It feels so wrong. Why do I feel like this?

"Yes," he says after a while has passed, the sound of his heavy breathing warming my ear.

"Will you like her to swallow?" the woman asks him and Vaughn lets out a husky 'hmm' in return.

What kind of sick kink is going on there? Who is the woman?

"Is she...are you?"

"Is that jealousy I hear, blondie?" he mocks me. "Sounds like you want to be the one sucking me off right now."

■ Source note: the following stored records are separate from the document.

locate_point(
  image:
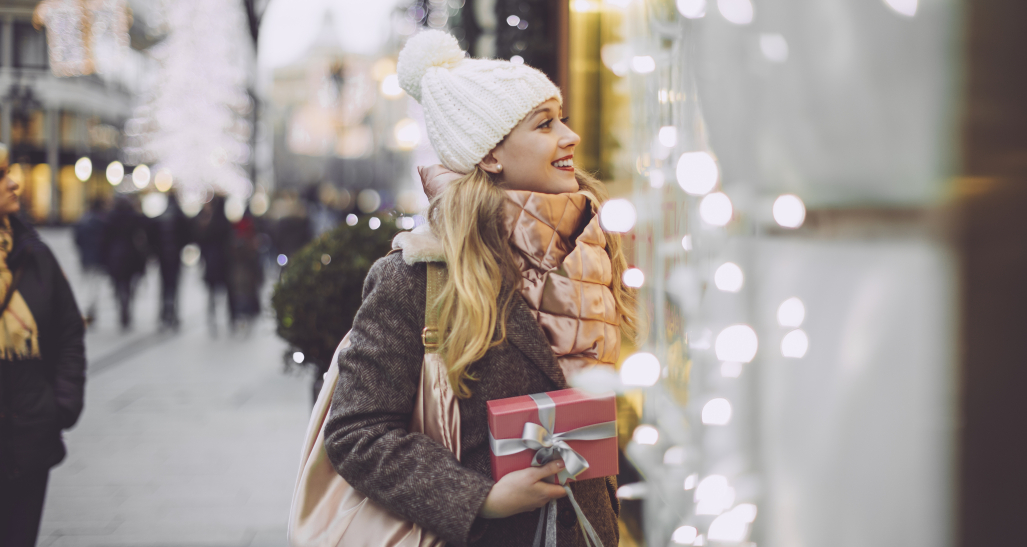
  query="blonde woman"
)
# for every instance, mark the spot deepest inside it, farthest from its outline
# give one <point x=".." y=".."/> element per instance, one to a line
<point x="533" y="296"/>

"No! Of course not!" I blurt out, shaking my head although he can't see me. "I just can't believe that you'll be doing that after you made a deal out of my virginity."

"Fuck..." he moans. "It isn't a deal, blondie. You're free to fuck whoever you want to. You still have a week. I'm not someone who will put a name tag on your virginity. It's yours to lose."

"Vaughn, I..."

"You wanna fuck me, Claire? If it makes you feel any better, my offer still stands. If you ask, I'll be there right now and will gladly do as ordered."

"I don't want that, Vaughn." I get up from the bed and pull my knees to my chest, ignoring the throbbing in my core. "But...will you do this again...even after we are...?"

"Ask me after we're married," he sighs. "I promise I'll say no."

He hangs up without letting me respond and I look at my phone screen, frustrated and speechless.

I hate men.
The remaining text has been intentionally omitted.